Suami Hebat

233 32 3
                                    

06.000 a.m

Tubuh besar Sehun merasakan getaran samar disekitar area punggungnya. Dengan malas-malasan ia menggulingkan tubuhnya untuk meraih benda yang tengah bergetar pun sekaligus mengeluarkan bunyi itu. Kebiasaan buruk Sehun selalu tidur dengan meletakkan ponselnya di sembarang tempat. Ya, benda yang dengan susah payahnya ia gapai barusan.

Ttuk.

Jempolnya mengetuk ikon untuk mematikan alarm pada ponselnya. Mata sipitnya masih mengerjap untuk sementara waktu. Tak lama ia menggeliat plus menguap. Sebelah tangannya meraba tempat kosong disampingnya. Tak ada siapapun disana.

Kosong.

Hal itu membuat kesadarannya penuh, segera ia bangkit dari tidurnya. Matanya menelisik ke segala arah, seperti sedang mencari sesuatu.

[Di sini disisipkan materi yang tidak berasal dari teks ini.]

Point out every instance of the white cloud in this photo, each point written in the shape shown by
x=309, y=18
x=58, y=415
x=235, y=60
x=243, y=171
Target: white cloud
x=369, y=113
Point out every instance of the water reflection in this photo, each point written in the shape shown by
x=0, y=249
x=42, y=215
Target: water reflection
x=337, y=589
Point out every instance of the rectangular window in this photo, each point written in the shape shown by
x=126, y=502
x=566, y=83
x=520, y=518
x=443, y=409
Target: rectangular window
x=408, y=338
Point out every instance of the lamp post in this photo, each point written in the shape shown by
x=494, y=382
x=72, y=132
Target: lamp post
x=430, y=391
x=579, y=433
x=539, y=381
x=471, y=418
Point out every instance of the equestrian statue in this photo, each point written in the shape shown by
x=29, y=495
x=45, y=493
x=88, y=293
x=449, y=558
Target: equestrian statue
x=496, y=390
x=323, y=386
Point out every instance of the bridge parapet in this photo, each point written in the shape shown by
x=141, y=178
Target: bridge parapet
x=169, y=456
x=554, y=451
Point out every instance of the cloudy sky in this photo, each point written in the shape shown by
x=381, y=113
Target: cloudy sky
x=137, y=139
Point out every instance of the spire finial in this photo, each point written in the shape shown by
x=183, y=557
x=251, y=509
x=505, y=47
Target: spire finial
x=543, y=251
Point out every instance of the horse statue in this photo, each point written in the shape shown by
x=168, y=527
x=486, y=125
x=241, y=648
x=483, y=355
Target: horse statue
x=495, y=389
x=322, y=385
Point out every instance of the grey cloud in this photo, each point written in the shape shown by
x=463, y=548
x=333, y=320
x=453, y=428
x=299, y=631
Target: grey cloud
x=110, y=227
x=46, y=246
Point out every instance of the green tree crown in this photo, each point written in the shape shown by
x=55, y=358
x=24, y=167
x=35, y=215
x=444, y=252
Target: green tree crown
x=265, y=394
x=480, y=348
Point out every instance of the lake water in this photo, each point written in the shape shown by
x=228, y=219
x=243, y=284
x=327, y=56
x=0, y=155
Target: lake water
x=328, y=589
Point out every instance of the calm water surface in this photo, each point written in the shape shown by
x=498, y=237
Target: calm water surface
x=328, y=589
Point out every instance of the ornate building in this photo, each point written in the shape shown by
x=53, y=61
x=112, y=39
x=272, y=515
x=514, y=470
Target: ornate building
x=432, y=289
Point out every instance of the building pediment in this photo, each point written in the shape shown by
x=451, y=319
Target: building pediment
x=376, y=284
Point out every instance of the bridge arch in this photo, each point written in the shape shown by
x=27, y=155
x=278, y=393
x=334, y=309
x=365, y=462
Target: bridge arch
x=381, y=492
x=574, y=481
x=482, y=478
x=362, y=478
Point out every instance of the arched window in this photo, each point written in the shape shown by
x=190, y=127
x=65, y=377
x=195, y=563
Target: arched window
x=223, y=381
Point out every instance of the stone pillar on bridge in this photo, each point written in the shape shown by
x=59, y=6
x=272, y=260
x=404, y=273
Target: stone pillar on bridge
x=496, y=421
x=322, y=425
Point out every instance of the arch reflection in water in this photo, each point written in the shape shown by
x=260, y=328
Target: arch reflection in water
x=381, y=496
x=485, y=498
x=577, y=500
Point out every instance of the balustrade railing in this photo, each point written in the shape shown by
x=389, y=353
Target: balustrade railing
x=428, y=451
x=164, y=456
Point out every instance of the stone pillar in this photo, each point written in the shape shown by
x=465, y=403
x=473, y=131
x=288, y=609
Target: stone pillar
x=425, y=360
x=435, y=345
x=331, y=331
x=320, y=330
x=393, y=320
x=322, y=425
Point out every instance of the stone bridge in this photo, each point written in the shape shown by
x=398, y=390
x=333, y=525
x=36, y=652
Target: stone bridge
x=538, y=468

Kakinya kemudian membawanya keluar dari kamar, berjalan menuruni anak tangga menuju kearah dapur. Sama saja. Tidak ada siapapun didapur. Dengan rambut yang lebih mirip sarang burung, Sehun menjelajah. Benar, tidak ada orang.

"Sayang..."

Namun tidak ada sahutan.

"Sayang..."

Hasilnya masih sama.

"Sayaaaannnggggg..."

Tetap saja sama. Hening.

Sekarang ia tahu bahwa ia hanya seorang diri disana. Ia memutuskan untuk naik kembali menuju kamar hingga ditengah-tengah tangga ia baru saja teringat sesuatu.

"Ya udah, anak-anak diajak aja sekalian!"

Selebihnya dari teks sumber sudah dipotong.